Remittances, Labor Supply and Participation

International remittances can have various effects on labor markets in developing countries.  On the one hand, remittances may allow recipients to overcome the type of liquidity constraints that prevent the creation of new entrepreneurial enterprises.  On the other hand, remittances can also reduce labor force participation by increasing the level of minimum wages at which members of migrant households are willing to work (the reservation wage).  In general, most studies have found that international migration and remittances tend to reduce household labor supply and participation, although these effects are sometimes influenced by gender.

In a study using panel data from two large surveys in Nicaragua, Funkhouser (2006) finds that international migration does indeed tend to reduce labor force participation.  The author finds that when compared to non-migrant households, households with migrants have fewer working members and less labor income. However, households with migrants are less likely to be poor, because migrant households receive more in remittance income than they do from work in the local markets.

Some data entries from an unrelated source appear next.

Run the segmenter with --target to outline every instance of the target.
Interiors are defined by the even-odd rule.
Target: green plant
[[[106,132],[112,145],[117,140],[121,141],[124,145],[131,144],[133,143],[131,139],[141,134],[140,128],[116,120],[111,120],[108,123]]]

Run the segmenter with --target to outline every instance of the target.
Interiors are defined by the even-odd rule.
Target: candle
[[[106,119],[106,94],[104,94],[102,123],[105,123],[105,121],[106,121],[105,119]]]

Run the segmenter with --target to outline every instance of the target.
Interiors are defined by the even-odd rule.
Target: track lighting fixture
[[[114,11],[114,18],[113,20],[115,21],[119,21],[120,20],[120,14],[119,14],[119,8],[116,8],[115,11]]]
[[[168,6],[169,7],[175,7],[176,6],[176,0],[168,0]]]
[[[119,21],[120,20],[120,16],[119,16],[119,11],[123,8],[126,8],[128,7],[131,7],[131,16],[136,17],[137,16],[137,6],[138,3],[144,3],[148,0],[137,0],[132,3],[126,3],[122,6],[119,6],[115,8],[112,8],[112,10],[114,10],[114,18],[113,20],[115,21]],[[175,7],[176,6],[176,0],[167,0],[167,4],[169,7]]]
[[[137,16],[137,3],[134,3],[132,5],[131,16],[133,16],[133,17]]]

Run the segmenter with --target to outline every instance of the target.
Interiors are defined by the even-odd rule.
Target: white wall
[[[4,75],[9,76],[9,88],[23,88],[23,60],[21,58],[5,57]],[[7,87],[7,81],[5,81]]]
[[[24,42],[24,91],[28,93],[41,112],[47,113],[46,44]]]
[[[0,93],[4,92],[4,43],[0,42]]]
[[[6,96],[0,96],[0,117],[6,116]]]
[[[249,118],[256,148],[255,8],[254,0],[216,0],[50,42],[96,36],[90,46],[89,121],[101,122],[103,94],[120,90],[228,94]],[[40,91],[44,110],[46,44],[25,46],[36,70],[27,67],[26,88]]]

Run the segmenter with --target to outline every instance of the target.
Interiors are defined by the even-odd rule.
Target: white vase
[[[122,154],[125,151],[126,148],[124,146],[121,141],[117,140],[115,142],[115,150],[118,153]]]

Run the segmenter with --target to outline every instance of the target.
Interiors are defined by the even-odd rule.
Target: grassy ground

In a similar study using panel data from El Salvador, Acosta (2007) finds that the effects of international remittances on labor force participation differ by gender.  Specifically, the author finds that with the receipt of international remittances, labor force participation falls much more for women than for men.  For example, urban females in remittance-receiving households are 42.2 percent more likely to quit the labor market, while urban males in remittance-receiving households are only 9 percent more likely to quit.  The author also finds both males and females reduce their total hours worked per week upon receiving remittances.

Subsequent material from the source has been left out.